Option Trading: An Overview For Beginners
You may have heard of stock options in the news as a form of executive compensation, but there is much more to stock option trading than that. Any investor can use option trading to leverage profits or to limit losses in a comprehensive option trading strategy.
Option trading has attracted much attention as a quick way of making a lot of money. People interested in this type of trading should be aware that it is very risky and a lot more complicated than it first may appear. Therefore, getting a stock option education is an essential step before you get involved in option trading. This education will likely save you money in the long run.
An option trading contract is simply a formal agreement between two parties, the buyer and the seller, that governs the purchase of another asset. Usually this asset is a stock but in theory this could be anything. The option contract could be applied to paintings, real estate, or agricultural goods. This option trading contract confers rights upon the purchaser, such as the right to buy the underlying stock at a certain price during a certain period of time.
If the purchaser has bought the right to buy the asset, the option contract is referred to as a call option. If the purchaser has bought the right to sell the asset, the contract is referred to as a put option. Call options represent the holding of a long position on an asset. Put options represent the holding of a short position on an asset.
If the price of the asset rises during the specified period the buyer of the call option stands to earn profit.
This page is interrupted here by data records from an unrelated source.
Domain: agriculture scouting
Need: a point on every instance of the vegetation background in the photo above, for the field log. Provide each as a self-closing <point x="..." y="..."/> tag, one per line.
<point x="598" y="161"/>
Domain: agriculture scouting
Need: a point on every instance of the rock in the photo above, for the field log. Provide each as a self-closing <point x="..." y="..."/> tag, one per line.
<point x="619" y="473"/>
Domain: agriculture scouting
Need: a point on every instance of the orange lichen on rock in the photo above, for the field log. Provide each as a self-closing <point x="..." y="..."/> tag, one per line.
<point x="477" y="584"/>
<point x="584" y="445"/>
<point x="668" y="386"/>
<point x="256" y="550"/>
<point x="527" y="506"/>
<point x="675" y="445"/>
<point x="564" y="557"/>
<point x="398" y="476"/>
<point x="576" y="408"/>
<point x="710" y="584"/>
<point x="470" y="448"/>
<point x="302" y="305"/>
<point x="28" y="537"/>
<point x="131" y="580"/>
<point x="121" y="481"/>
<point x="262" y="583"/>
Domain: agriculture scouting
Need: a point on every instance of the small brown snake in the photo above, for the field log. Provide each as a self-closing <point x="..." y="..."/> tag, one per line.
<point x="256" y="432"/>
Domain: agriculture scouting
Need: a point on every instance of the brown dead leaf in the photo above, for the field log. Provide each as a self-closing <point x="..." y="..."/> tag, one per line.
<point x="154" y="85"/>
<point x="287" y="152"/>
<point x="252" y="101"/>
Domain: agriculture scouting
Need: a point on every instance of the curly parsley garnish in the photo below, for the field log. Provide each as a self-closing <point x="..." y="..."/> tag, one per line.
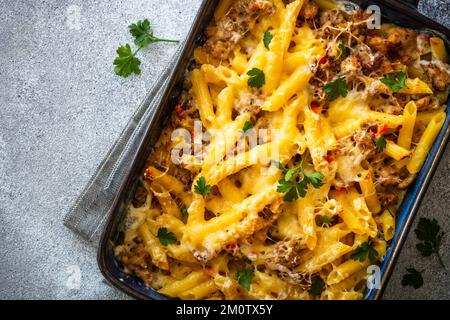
<point x="247" y="126"/>
<point x="413" y="278"/>
<point x="343" y="51"/>
<point x="364" y="251"/>
<point x="267" y="39"/>
<point x="201" y="187"/>
<point x="335" y="89"/>
<point x="256" y="78"/>
<point x="294" y="185"/>
<point x="396" y="83"/>
<point x="428" y="231"/>
<point x="126" y="62"/>
<point x="381" y="144"/>
<point x="166" y="237"/>
<point x="245" y="277"/>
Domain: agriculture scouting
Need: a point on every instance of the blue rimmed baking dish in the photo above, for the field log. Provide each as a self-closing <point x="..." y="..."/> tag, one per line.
<point x="403" y="13"/>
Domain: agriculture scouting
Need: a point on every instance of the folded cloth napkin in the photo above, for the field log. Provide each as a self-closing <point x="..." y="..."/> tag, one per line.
<point x="88" y="215"/>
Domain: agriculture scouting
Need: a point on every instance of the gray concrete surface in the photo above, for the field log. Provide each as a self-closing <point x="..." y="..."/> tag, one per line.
<point x="61" y="108"/>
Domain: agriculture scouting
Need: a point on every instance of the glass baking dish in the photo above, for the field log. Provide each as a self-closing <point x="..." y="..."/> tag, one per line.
<point x="403" y="13"/>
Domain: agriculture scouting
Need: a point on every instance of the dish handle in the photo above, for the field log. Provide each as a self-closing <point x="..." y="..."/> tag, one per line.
<point x="411" y="3"/>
However, if the price falls, the buyer will then lose money. Some what similar to the purchaser of a put option who profits if the asset price decreases during the specific time frame. Suppose the asset price rises, the purchaser of the put option will lose the money they had invested.
The flexibility of stock options trading makes it possible to make money in an up or down market. It is common for an investor to use a combination of put and call options in a coordinated options trading plan to act as insurance in the event of an unforeseen fall in asset value.
Stock options trading can be a very useful tool if used with proper strategy. When option trading the buyer and seller agree to either a call option contract or a put option contract. The call option means the seller has bought the right to buy the asset, and if the value goes up they will gain profit, while if it falls they will lose money. The put option means that the buy has bought the right to sell the asset, if it loses value they the buyer gains profit, however if it gains in value they will lose. By advancing your stock option education you can have a successful experience.